The justices rejected Alabama’s emergency request to lift lower-court orders that barred the state from using nitrogen gas on Lee.
The ruling was procedural, not a final nationwide judgment on the execution method.
AP reported that Lee would have been the ninth person executed by nitrogen in the U.S., after seven executions in Alabama and one in Louisiana.
Justices Clarence Thomas, Samuel Alito and Neil Gorsuch said they would have allowed Alabama’s request.
Jury was overruled
Lee was convicted in the 1998 killings of Jimmy Ellis and Elaine Thompson during a pawnshop robbery in Alabama.
His jury recommended life imprisonment, but a judge overrode that decision and sentenced him to death.
That practice, known as judicial override, allowed Alabama judges to impose death even when jurors chose life.
Alabama abolished judicial override in capital cases in 2017, but the change was not retroactive, leaving Lee’s sentence in place.

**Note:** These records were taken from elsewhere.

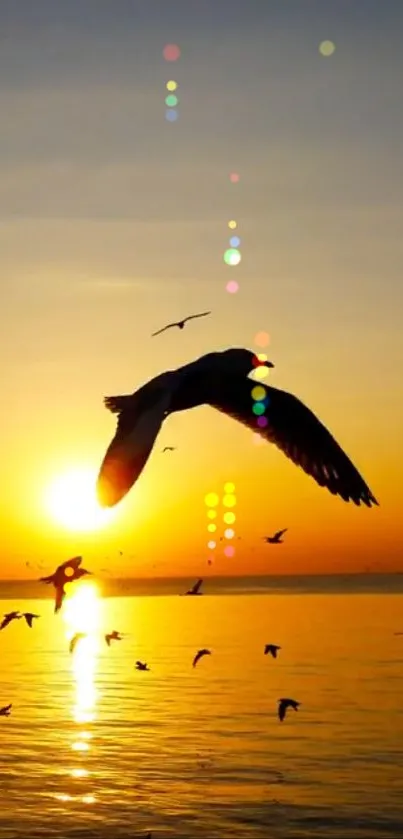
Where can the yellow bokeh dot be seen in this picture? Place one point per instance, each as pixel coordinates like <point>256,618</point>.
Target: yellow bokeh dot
<point>211,499</point>
<point>327,48</point>
<point>260,373</point>
<point>258,393</point>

Eighth amendment challenge
The case centers on the Eighth Amendment, which prohibits cruel and unusual punishment.
A federal judge blocked the nitrogen execution after concluding Lee was likely to succeed in challenging Alabama’s protocol under the Constitution.

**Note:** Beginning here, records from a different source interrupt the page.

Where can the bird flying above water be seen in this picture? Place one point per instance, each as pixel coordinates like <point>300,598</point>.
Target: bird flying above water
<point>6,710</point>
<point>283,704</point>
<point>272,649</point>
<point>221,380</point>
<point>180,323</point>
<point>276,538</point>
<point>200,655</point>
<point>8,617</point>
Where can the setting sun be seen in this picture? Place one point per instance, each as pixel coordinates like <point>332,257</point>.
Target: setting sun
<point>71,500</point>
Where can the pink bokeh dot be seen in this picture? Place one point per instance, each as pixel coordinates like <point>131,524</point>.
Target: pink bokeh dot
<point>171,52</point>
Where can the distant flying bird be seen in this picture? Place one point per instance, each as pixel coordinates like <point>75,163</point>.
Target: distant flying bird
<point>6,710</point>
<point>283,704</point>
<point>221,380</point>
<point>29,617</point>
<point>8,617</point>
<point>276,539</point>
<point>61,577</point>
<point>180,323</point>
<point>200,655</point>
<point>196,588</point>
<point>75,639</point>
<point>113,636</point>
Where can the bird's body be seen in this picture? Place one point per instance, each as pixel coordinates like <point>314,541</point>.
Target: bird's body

Lower courts raised concerns that the method could create a substantial risk of severe pain before death.
Nitrogen hypoxia uses a mask to replace breathable air with pure nitrogen, causing death by oxygen deprivation.
What the judge said
The Supreme Court has previously allowed nitrogen executions to proceed.
In an earlier Alabama case, according to CNN, Justice Sonia Sotomayor warned Americans to imagine the process lasting minute after minute.
“Now imagine for that entire time, you are suffocating, You want to breathe; you have to breathe. But you are strapped to a gurney with a mask on your face pumping your lungs with nitrogen gas.”
“Your mind knows that the gas will kill you,” she continued. “But your body keeps telling you to breathe.”
Wider death penalty fight
States have explored nitrogen executions as lethal injection has become harder to carry out, partly because drugmakers have objected to their products being used in executions.
Critics say witness accounts from earlier nitrogen executions show signs of distress and suffering.
Supporters in Alabama argue the method is lawful and that the state should be allowed to carry out valid death sentences.
Lee’s lawyers said: “His jury voted for life. Two courts ruled the method unconstitutional. Today, the Constitution prevailed.”
Alabama Attorney General Steve Marshall said: “The State is prepared to do whatever is necessary to see Mr. Lee’s lawful sentence carried out.”
The ruling blocks Lee’s nitrogen execution for now, not every possible execution method.